From this result, we noted that total HRV differentiates between the two types of exercise, however, with this index it is not possible to reach conclusions about the autonomic branches separately. Although sympathetic and parasympathetic autonomic responses are not always reciprocal, in both exercises we observed a decrease in parasympathetic indices from 30% of 1RM without difference between them. So, we can only suggest a possibly higher sympathetic modulation in upper limb exercise compared with lower limb exercise.
At the same time, autonomic changes have been related to lactate accumulation at higher intensities, which can modify the autonomic modulation toward sympathetic predominance21. Simões et al.21 showed that 30% of 1RM corresponded to the point at which aerobic metabolism is supplemented by anaerobic metabolism related to lactate accumulation in leg press exercise. This study, similarly to ours, also showed a decrease in SD1 and rMSSD from the same %RM, however, we did not evaluate lactate concentration to allow consistent inferences. Another study34 involving an incremental exercise test on a bicycle ergometer demonstrated that all measures of vagal modulation decrease progressively until the ventilatory threshold level is reached, when sympathetic modulation begins to predominate.
In a previous study35, there was a prevalence of sympathetic modulation on the HR after the anaerobic threshold point in dynamic exercises. The same behavior was found in the inclined bench press in the present study. However, even without a significant difference between exercises, the values for the arm exercise were lower than the leg exercise, suggesting stronger response in the arm compared to the leg exercise17. In a review, Helge36 suggested that in arm exercise there is greater release of blood lactate compared to leg exercise, leading to a greater response of cardiovascular variables.
HRV spectral analysis was included to reinforce the results in the time domain. Similarly to previous studies that analyzed the frequency domain in short time series (2 and 3 min) we used 2 min segments during exercise37 - 40. Additionally, for HRV comparative analysis (rest and exercise), different time series were applied (5 min rest and 2 min of exercise), which has been shown previously38.
In the frequency domain, we observed a decrease in HF and an increase in LF and LF/HF in the bench press when comparing rest and exercise. Some studies suggested that the HF spectral component is a marker of vagal modulation41, LF is a marker of predominance of sympathetic modulation42, and LF/HF may suggest sympathovagal balance43. Thus, our results suggest that, in the incline bench press from 30% 1RM, there was a shift toward sympathetic modulation.
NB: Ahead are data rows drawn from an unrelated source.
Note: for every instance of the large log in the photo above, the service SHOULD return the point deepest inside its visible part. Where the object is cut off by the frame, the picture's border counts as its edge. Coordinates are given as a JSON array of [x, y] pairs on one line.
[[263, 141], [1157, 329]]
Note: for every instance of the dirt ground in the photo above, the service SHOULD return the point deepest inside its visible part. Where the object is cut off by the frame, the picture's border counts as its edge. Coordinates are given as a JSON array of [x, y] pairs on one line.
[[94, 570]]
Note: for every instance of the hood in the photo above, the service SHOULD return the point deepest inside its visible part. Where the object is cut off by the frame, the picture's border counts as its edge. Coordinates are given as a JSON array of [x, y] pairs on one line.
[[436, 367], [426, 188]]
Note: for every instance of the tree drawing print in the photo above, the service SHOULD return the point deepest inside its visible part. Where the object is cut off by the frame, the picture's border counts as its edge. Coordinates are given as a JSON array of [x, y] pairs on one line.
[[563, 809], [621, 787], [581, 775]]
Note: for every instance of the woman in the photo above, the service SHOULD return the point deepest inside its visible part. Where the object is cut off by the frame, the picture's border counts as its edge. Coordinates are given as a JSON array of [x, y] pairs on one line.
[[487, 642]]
The segments selected were 5 minutes of rest and visually the most stable exercise section containing 2 min free of noise at each load effort, excluding the initial 40 seconds of the exercise (period during which a rapid withdrawal of vagal activity occurred) and the final 30 seconds to avoid influences of blood pressure measurement.
In a previous study comparing arm and leg exercise, Tulppo et al.18 verified faster vagal withdrawal during arm compared to leg incremental dynamic exercise performed on a cycle ergometer. The explanation can be the more powerful central command by vagal withdrawal and a stronger muscle afferent input during arm exercise compared to leg exercise. In our study, the vagal indices in the time domain did not present significant differences between exercises, although rMSSD and SD1 values were lower in the upper limb exercise than in the lower. However the HF index (in nu and ms2) was also lower in the upper limb exercise compared to the lower limb exercise.
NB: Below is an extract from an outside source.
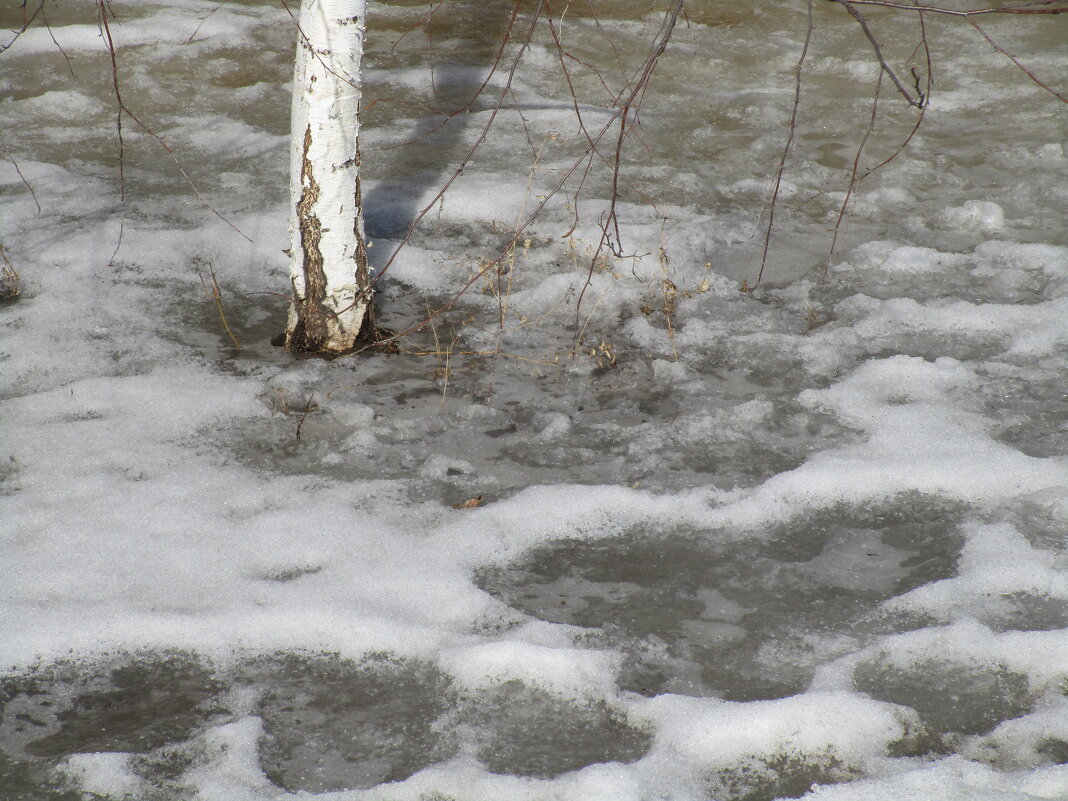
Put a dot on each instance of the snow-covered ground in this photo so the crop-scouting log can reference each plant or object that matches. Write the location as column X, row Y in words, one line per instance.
column 809, row 539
Considering the maximal load exercise, some authors18 observed a higher level of sympathetic nervous activity during maximal lower limb exercise compared to upper, contrasting with our results. They support the idea of higher mass discharge of the sympathetic nervous system during lower rather than upper body exercise. These contradictory results may be explained by the type of protocol chosen. In our study, RE was performed discontinuously on resistance equipment (bench press and leg press) with different loads of 1RM, while the aforementioned study used continuous incremental exercise until exhaustion on a bicycle ergometer for legs and arms. Thus, the stimulus generated by the two types of protocols was different and can result in a distinct response.
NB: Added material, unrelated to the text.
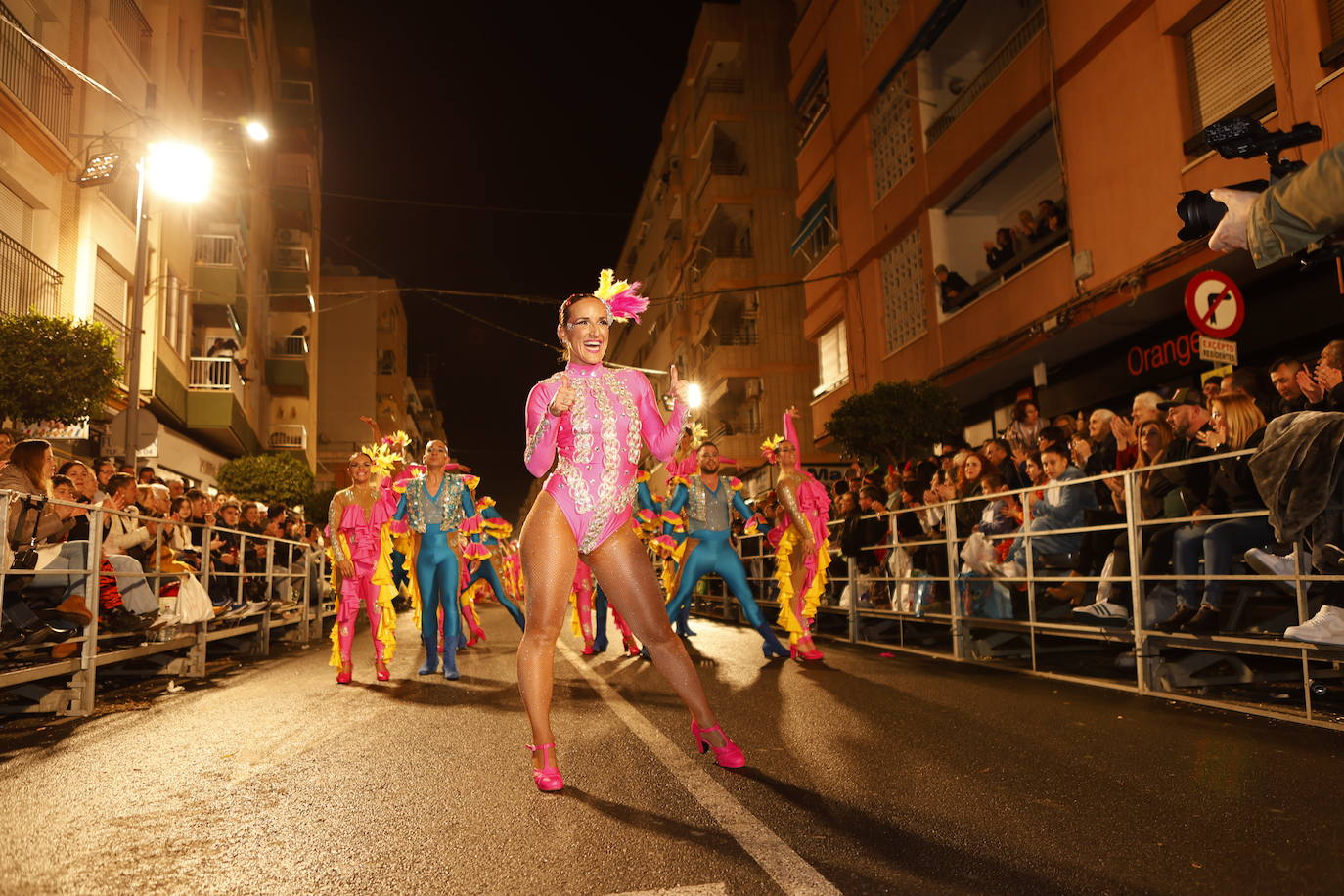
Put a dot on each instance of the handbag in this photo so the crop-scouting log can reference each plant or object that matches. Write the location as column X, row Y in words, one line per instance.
column 24, row 557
Some differences in arm and leg exercise should be taken into account to better understand the results of the present study. In upper limb exercise, there is greater input possibly caused by the higher number and/or sensitivity of afferent receptors in this musculature44. Central command activation during RE depends on the exercise intensity and, consequently, the muscle tension, especially on the concentric phase of contraction, which can mechanically compress the peripheral arterial system causing an obstruction of blood flow. The mechanical and metabolic changes caused by exercise and muscle contraction can stimulate afferent fibers in type III and IV musculatures32, with greater intensity in arm musculature. The metabolic changes in active musculature combined with reduced blood flow can stimulate mainly the type IV fibers which send information to the central nervous system, triggering an increase in sympathetic discharge to the cardiovascular system45. In arm exercise, the relative obstructed area is greater than in leg exercise and this is another aspect that may explain the higher sympathetic modulation in upper limb exercise.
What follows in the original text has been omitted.